OFFSET
1,2
COMMENTS
A positive integer n belongs to the sequence if and only the number of its divisors (d(n)) is >= the average number of divisors, in the range from 1 through n, for all positive integers (H(n)).
Visible sharp bend on the graph around the 800th term occur where the n-th harmonic number exceeds 8. - Ivan Neretin, Oct 16 2016
LINKS
Ivan Neretin, Table of n, a(n) for n = 1..5000
M. Abramowitz and I. A. Stegun, eds., Handbook of Mathematical Functions, National Bureau of Standards, Applied Math. Series 55, Tenth Printing, 1972 [alternative scanned copy].

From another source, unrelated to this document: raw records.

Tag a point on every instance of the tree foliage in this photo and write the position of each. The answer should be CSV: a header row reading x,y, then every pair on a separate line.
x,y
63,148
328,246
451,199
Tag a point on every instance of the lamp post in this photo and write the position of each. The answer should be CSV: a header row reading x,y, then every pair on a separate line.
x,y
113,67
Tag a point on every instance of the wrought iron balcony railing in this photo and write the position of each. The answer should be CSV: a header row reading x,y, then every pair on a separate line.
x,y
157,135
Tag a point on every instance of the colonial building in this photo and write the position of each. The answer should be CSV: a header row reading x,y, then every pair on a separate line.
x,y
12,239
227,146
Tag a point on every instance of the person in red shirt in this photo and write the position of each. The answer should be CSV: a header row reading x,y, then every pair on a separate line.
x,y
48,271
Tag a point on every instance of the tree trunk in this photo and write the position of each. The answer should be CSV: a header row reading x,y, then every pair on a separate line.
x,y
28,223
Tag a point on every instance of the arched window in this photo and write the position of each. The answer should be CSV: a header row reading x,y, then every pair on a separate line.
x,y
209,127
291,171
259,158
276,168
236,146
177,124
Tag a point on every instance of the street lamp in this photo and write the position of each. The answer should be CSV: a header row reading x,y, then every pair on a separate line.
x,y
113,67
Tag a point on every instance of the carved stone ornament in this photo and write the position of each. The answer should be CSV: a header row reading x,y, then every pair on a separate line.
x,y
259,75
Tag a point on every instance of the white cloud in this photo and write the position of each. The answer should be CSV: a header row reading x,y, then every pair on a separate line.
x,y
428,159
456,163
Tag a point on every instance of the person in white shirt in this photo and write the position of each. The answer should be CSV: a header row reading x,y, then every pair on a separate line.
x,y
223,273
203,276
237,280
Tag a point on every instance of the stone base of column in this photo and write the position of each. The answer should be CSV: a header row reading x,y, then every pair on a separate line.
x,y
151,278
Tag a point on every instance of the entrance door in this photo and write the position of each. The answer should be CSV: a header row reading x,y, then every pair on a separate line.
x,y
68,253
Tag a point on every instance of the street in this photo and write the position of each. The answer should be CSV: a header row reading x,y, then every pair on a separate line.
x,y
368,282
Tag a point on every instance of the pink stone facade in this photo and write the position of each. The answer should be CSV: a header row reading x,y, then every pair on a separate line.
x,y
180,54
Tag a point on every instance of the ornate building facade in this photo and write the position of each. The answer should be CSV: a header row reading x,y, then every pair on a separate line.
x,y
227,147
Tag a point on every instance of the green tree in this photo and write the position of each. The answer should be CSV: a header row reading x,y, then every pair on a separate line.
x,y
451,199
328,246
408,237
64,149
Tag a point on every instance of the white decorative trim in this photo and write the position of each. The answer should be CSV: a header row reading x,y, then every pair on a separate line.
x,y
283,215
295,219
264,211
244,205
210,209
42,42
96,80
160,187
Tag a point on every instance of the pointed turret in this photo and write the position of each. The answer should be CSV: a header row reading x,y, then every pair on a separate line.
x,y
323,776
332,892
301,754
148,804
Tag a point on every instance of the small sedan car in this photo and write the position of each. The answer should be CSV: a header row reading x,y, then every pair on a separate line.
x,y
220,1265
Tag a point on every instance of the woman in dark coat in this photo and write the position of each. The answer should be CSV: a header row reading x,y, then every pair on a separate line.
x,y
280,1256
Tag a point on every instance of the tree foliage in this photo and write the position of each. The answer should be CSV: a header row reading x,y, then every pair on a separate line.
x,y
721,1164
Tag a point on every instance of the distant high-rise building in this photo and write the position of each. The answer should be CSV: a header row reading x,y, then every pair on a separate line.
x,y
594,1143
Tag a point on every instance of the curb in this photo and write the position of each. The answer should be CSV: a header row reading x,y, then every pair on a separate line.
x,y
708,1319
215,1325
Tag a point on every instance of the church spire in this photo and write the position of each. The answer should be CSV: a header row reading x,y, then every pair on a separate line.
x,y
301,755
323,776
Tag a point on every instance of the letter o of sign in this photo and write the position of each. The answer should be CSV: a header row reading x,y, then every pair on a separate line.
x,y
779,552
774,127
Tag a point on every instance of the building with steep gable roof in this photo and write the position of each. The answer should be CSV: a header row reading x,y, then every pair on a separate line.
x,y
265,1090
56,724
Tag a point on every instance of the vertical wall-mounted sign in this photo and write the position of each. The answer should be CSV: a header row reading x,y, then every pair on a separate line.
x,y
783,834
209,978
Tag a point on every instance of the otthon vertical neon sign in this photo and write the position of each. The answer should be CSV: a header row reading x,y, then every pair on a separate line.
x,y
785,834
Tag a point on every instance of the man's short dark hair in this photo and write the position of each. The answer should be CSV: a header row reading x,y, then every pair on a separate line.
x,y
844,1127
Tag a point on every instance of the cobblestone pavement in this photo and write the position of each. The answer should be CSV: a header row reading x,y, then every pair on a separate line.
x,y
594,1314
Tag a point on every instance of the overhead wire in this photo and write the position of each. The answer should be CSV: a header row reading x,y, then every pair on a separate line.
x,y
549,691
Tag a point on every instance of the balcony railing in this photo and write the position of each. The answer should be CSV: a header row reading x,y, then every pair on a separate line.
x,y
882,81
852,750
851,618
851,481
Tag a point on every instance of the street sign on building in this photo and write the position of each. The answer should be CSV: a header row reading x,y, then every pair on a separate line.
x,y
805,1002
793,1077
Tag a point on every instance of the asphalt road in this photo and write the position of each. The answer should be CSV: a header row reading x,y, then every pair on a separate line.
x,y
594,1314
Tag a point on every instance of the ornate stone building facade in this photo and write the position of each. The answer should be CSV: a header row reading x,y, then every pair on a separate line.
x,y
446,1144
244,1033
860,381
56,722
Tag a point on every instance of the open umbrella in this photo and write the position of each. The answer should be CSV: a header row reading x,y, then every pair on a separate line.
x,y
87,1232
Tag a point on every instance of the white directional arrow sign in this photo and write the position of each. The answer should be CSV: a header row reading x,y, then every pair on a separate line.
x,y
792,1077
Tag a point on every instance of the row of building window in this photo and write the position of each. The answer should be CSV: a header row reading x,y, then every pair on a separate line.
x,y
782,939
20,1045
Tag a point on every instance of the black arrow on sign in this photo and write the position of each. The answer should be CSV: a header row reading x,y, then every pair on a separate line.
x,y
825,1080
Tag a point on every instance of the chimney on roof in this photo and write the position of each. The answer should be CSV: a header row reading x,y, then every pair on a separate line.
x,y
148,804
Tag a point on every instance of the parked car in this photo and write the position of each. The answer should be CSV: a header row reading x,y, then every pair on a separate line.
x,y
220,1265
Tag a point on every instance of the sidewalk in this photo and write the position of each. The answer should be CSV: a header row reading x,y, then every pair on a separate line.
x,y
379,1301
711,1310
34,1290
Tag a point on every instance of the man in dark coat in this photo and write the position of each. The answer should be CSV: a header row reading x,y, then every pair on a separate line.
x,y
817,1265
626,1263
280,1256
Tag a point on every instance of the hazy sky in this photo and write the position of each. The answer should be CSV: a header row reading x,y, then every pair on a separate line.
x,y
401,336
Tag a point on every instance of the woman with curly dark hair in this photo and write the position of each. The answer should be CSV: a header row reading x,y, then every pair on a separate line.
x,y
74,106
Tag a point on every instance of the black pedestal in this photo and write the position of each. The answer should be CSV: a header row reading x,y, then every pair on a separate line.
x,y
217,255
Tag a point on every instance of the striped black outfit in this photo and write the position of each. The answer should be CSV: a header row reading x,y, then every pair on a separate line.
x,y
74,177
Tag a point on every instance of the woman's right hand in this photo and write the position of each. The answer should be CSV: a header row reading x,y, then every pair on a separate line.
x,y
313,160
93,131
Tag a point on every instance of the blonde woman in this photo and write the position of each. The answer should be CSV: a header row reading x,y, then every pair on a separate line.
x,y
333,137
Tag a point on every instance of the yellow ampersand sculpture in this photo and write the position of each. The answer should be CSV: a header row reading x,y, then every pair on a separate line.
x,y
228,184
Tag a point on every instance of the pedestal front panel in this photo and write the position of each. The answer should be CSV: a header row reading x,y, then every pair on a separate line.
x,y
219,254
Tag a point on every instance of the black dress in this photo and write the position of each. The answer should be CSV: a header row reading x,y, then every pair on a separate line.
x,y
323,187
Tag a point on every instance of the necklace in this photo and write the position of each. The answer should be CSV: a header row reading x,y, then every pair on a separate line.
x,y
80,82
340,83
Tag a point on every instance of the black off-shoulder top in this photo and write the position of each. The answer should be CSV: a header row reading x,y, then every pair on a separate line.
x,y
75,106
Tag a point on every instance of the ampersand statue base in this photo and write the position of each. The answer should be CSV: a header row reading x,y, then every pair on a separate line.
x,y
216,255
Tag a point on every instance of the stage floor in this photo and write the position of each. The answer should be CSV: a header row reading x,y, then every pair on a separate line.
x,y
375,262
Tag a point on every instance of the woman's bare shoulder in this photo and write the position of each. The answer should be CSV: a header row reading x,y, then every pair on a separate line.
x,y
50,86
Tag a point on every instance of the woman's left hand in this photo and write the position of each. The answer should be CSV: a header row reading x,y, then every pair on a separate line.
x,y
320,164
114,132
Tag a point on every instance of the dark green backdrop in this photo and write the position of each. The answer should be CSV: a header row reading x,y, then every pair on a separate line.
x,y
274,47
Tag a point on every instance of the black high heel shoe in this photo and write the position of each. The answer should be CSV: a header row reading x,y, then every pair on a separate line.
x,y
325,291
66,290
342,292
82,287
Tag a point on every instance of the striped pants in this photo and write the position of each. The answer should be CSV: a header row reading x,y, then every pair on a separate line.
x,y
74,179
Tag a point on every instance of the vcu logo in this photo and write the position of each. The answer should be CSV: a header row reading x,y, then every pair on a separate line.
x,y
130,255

M. Abramowitz and I. A. Stegun, eds., Handbook of Mathematical Functions, National Bureau of Standards Applied Math. Series 55, Tenth Printing, 1972, p. 840. (d(n) is given as sigma_0(n).)
EXAMPLE
6 is in the sequence because the number of its divisors, 4, is greater than the 6th harmonic number, 1/1 + 1/2 + 1/3 + 1/4 + 1/5 + 1/6 = 2.45.
MATHEMATICA
ok[n_] := DivisorSigma[0, n] >= HarmonicNumber[n]; Select[ Range[132], ok] (* Jean-François Alcover, Sep 19 2011 *)
CROSSREFS
KEYWORD
nonn
AUTHOR
Matthew Vandermast, May 29 2004
STATUS
approved